A couple of weeks ago, we reported on the 2010 Ford Mustang entrant into the NASCAR Nationwide Series (NNS), and now Dodge has followed suit by unveiling its 2010 Dodge Challenger NNS stock car. Starting next season, the NASCAR Nationwide Series (NNS) will begin using the 'Car of Tomorrow' (CoT) on a limited basis using the Challenger in place of the Dodge Charger. NASCAR is expected to switch to the Nationwide CoT for a full schedule in 2011, which will give the 'minor league' series a car that is sportier and more distinguishable than the Sprint Cup series.
Unlike the cars currently running around in NASCAR that are loosely based on production models, the NASCAR Challenger not only has the styling of a Nationwide racecar, but it also is the most stock-looking car to race in a NASCAR series since the 1980s. Up front, signature Challenger design elements are in place such as the quadruple headlights and rectangular grille, while the rear view of the car shows the familiar full-width tail lights. Other than the unique front and rear treatments, a slight kink in the side window openings helps to distinguish between the NNS Challenger and the other competitors. Like the Sprint Cup CoT cars, the NNS Challengers will use a lower chin spoiler, but instead of a rear wing they will continue to use the tall, vertical decklid spoiler as seen on the current cars.
'We're very proud of the look of the car,' said Dave Bailey, senior manager of Dodge motorsports engineering and SRT Body, Interior and Electrical. 'It's great looking. We've maximized the brand identity of the vehicle, as well as achieve the aero parity. We feel this is the right opportunity to showcase the Dodge Challenger in this series as the Challenger came back to the market in 2009.'
Ralph Gilles, President and CEO of the newly formed Dodge Car Brand, is aware of the significance of racing with the history of Dodge. Since the beginning of NASCAR in 1949, Dodge has been a key manufacturer in the races, but no car was more dominant or is more recognizable than the 1970 Dodge Charger Daytona (and its twin, the Plymouth Superbird). Like Dodge, Penske Racing has a long and storied legacy in NASCAR racing and is one of the teams that will be using the NNS Challenger.
"As the performance brand of our new company, we are excited to expand our relationship with Penske Racing and introduce the iconic Dodge Challenger as our entry into the NASCAR Nationwide Series," Giles said. 'Penske Racing has such a rich tradition in motorsports, and our partnership in the Nationwide Series will provide an excellent opportunity to showcase the Challenger and offer our loyal Dodge enthusiasts plenty of excitement in this very competitive series next year."

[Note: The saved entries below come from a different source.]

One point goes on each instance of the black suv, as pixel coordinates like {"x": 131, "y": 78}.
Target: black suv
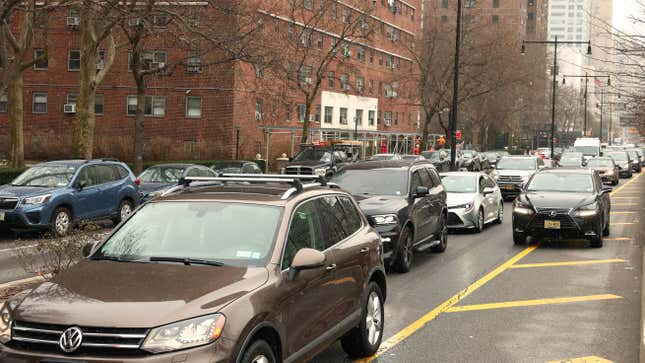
{"x": 404, "y": 201}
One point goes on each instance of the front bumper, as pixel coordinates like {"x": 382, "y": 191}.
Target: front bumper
{"x": 219, "y": 352}
{"x": 570, "y": 226}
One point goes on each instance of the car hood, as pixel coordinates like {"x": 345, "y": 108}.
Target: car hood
{"x": 556, "y": 200}
{"x": 18, "y": 191}
{"x": 374, "y": 205}
{"x": 147, "y": 188}
{"x": 454, "y": 199}
{"x": 143, "y": 295}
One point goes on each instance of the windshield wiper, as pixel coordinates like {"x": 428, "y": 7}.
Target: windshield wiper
{"x": 187, "y": 261}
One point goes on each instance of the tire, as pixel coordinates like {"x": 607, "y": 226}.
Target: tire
{"x": 61, "y": 222}
{"x": 125, "y": 209}
{"x": 365, "y": 339}
{"x": 259, "y": 352}
{"x": 405, "y": 252}
{"x": 519, "y": 238}
{"x": 500, "y": 213}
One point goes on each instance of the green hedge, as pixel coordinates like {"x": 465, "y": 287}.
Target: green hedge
{"x": 9, "y": 174}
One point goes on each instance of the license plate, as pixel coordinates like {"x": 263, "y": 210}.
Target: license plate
{"x": 551, "y": 224}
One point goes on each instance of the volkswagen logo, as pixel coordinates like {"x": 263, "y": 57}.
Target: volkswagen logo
{"x": 71, "y": 339}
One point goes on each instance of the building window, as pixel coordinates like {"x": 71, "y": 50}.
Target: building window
{"x": 193, "y": 107}
{"x": 74, "y": 60}
{"x": 39, "y": 103}
{"x": 329, "y": 112}
{"x": 302, "y": 112}
{"x": 258, "y": 110}
{"x": 155, "y": 106}
{"x": 3, "y": 103}
{"x": 359, "y": 117}
{"x": 99, "y": 103}
{"x": 343, "y": 116}
{"x": 43, "y": 63}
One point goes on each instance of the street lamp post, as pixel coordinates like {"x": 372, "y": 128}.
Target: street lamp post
{"x": 555, "y": 43}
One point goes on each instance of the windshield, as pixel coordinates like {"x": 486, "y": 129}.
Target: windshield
{"x": 600, "y": 163}
{"x": 373, "y": 181}
{"x": 201, "y": 230}
{"x": 162, "y": 174}
{"x": 314, "y": 154}
{"x": 46, "y": 176}
{"x": 587, "y": 150}
{"x": 561, "y": 182}
{"x": 460, "y": 183}
{"x": 516, "y": 164}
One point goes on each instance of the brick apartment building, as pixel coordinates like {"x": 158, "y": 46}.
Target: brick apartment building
{"x": 199, "y": 111}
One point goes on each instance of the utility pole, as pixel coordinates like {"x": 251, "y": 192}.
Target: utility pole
{"x": 555, "y": 43}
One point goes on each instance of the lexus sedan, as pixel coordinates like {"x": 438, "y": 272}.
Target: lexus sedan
{"x": 563, "y": 203}
{"x": 474, "y": 199}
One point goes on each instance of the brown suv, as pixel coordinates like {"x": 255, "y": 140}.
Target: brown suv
{"x": 227, "y": 272}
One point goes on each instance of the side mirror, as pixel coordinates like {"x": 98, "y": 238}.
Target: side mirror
{"x": 421, "y": 192}
{"x": 306, "y": 259}
{"x": 87, "y": 249}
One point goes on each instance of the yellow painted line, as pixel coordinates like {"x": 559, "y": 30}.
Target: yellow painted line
{"x": 520, "y": 303}
{"x": 443, "y": 307}
{"x": 567, "y": 263}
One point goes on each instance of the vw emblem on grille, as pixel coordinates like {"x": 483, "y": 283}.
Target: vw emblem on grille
{"x": 71, "y": 339}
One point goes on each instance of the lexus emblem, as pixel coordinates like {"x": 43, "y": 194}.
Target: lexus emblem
{"x": 71, "y": 339}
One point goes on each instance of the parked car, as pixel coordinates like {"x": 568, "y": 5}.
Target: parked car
{"x": 439, "y": 158}
{"x": 563, "y": 203}
{"x": 236, "y": 167}
{"x": 636, "y": 160}
{"x": 57, "y": 194}
{"x": 624, "y": 162}
{"x": 572, "y": 160}
{"x": 377, "y": 157}
{"x": 404, "y": 201}
{"x": 513, "y": 171}
{"x": 305, "y": 269}
{"x": 606, "y": 167}
{"x": 474, "y": 199}
{"x": 158, "y": 178}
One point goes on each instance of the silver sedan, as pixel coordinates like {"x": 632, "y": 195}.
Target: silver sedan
{"x": 474, "y": 199}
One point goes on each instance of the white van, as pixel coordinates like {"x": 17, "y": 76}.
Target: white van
{"x": 588, "y": 146}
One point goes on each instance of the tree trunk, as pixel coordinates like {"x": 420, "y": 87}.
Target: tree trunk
{"x": 138, "y": 125}
{"x": 15, "y": 102}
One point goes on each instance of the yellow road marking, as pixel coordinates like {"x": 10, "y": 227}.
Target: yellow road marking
{"x": 519, "y": 303}
{"x": 443, "y": 307}
{"x": 589, "y": 359}
{"x": 567, "y": 263}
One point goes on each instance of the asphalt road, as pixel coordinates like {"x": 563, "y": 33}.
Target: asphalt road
{"x": 434, "y": 313}
{"x": 587, "y": 304}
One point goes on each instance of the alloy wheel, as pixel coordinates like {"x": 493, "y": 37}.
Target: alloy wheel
{"x": 373, "y": 323}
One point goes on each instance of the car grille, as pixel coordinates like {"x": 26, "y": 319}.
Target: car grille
{"x": 294, "y": 170}
{"x": 96, "y": 341}
{"x": 8, "y": 203}
{"x": 509, "y": 179}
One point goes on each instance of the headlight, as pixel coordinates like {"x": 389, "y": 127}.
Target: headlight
{"x": 37, "y": 200}
{"x": 320, "y": 171}
{"x": 185, "y": 334}
{"x": 588, "y": 210}
{"x": 5, "y": 323}
{"x": 386, "y": 219}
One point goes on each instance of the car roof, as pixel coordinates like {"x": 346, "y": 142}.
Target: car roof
{"x": 386, "y": 164}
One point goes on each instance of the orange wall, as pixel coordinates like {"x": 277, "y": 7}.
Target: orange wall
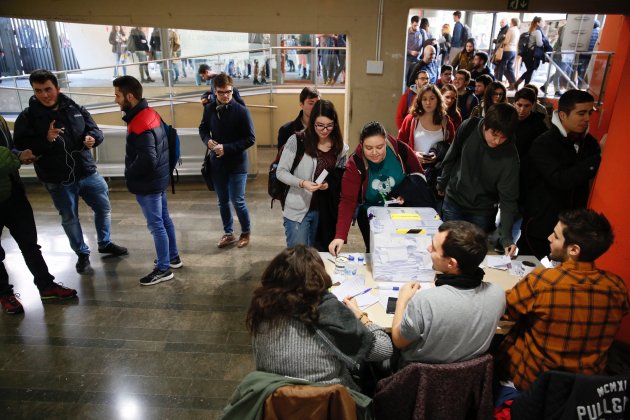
{"x": 611, "y": 192}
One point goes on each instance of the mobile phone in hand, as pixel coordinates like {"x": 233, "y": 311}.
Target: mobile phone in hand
{"x": 391, "y": 305}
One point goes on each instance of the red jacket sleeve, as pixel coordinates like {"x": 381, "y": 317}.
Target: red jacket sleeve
{"x": 402, "y": 109}
{"x": 348, "y": 200}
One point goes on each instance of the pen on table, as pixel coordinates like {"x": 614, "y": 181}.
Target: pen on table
{"x": 361, "y": 293}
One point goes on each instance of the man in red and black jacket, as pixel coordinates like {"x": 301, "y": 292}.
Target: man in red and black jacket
{"x": 147, "y": 174}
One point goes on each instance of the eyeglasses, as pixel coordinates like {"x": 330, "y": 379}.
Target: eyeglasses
{"x": 324, "y": 127}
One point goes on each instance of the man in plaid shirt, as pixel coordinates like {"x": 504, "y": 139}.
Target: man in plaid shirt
{"x": 565, "y": 317}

Like the Sprint Cup, the purpose of the new design for the Nationwide cars is twofold: it creates an equal template across the four competing automakers to promote more competitive racing and it helps to improve driver safety by reducing the vehicles' top speed and redesigning the safety cage and layout. It is not clear how the Nationwide rules will work, but all of the cars competing in the Sprint Cup series must fit identical templates regardless of the automaker. While most of the changes are necessary to create a more equal playing field for the Dodge, Chevrolet, Toyota and Ford teams, the new body also helps create a safer cockpit with the driver's seat closer to the middle of the car.
The 2010 NASCAR Nationwide Ford Mustang will only compete in four races next season, but it will likely phase the new car in by the following season. The first track to see the 2010 Dodge Challenger 'stock car' will fittingly be the Daytona International Speedway for the mid-season night race on July 2, 2010. In addition to the Dodge Challenger and Ford Mustang, the other CoT racecars fielded from Chevrolet and Toyota will continue to bear resemblance to the current models: the Chevrolet Impala and the Toyota Camry.